LARS score and Wexner score
These two scales were used primarily to evaluate defecation problems. The LARS score has 5 questions on bowel movement-related disability, such as control of flatus, feces and liquid stool. The total LARS score ranges from 0 to 42. Patient scores of 0 to 20, 21 to 29 and 30 to 42 were categorized as no LARS, minor LARS and major LARS, respectively [23]. The Wexner score includes 5 questions on the frequency of solid and liquid stool, gas incontinence and the frequency of using a pad due to fecal incontinence.
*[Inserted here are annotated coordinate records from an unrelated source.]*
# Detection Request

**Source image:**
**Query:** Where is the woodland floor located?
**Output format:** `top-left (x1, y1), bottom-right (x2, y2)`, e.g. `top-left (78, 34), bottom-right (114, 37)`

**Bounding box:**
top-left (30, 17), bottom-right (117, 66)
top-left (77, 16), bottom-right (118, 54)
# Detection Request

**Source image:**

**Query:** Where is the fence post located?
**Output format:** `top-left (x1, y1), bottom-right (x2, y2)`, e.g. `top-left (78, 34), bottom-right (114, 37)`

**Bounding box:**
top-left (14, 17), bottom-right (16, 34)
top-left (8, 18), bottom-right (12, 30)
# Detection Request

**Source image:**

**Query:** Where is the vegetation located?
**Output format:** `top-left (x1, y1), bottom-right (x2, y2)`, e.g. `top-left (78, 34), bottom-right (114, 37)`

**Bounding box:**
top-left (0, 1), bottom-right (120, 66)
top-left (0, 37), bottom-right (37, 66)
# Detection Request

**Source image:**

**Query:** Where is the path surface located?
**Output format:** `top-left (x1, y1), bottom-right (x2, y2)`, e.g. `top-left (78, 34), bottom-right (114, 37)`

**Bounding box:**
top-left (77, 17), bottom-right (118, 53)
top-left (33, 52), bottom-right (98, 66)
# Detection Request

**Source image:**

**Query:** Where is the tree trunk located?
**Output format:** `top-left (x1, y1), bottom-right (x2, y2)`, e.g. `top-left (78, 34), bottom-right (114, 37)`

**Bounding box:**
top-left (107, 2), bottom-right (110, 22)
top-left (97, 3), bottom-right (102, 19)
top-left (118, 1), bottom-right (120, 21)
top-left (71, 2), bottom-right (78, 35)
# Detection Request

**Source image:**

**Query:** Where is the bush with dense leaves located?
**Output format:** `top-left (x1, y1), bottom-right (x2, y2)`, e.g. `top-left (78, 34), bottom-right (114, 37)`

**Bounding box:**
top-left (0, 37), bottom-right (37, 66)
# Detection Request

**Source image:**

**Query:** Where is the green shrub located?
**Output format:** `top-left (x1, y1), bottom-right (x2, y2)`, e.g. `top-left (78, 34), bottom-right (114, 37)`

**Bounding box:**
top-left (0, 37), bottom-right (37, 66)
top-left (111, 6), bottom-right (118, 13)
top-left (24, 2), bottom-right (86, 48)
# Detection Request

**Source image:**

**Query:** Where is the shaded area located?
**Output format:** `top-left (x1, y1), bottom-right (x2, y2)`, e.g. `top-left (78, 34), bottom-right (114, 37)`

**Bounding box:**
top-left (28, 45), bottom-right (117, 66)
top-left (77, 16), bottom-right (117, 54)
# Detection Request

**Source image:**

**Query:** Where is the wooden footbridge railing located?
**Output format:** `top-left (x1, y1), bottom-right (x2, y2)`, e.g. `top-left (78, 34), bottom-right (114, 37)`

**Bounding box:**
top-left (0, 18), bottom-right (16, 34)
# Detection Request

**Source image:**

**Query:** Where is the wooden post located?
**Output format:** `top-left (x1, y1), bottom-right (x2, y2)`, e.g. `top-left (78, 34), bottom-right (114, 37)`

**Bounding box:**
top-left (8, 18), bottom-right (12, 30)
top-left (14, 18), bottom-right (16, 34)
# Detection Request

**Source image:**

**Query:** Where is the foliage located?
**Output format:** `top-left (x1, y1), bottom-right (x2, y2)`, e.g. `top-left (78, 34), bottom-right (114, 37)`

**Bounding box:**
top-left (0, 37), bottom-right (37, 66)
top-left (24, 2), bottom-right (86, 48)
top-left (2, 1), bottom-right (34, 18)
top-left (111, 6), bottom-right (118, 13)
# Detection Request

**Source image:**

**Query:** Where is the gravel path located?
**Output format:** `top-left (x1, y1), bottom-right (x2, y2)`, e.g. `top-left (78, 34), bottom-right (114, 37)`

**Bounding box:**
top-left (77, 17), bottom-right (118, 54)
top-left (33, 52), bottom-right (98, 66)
The overall Wexner score ranged from 0 to 20, and a higher score indicates greater severity of fecal incontinence [24].
FSFI and IIEF-5
HRQoL problems related to sexual dysfunction were evaluated using the FSFI for female patients and the IIEF-5 for male patients. FSFI is a self-report scale that includes 6 domains (desire, arousal, lubrication, orgasm, satisfaction and pain). The separate scores for each domain are calculated as a total score [25]. IIEF-5 consists of 5 questions about male erectile function. The severity of erectile dysfunction (ED) was categorized as severe (5 to 7), moderate (8 to 11), mild to moderate (12 to 16), mild (17 to 21) and no dysfunction [26].
Statistical analysis
Continuous variables are presented as the means (range) or proportions as necessary. Differences in continuous variables, such as median LARS score, were examined using the Mann-Whitney U test. Categorical variables in this study were assessed using Pearson’s chi-squared test or Fisher’s exact test (if applicable). Criteria for significant differences was a p value < 0.050. A p value < 0.001 was defined as an extremely distinct difference. The Kaplan-Meier method was used to compare OS and DFS. The log-rank test was used to distinguish differences in oncological outcome. Statistical analyses were performed using SPSS version 24.0 for Windows (SPSS Inc., Chicago, IL, USA).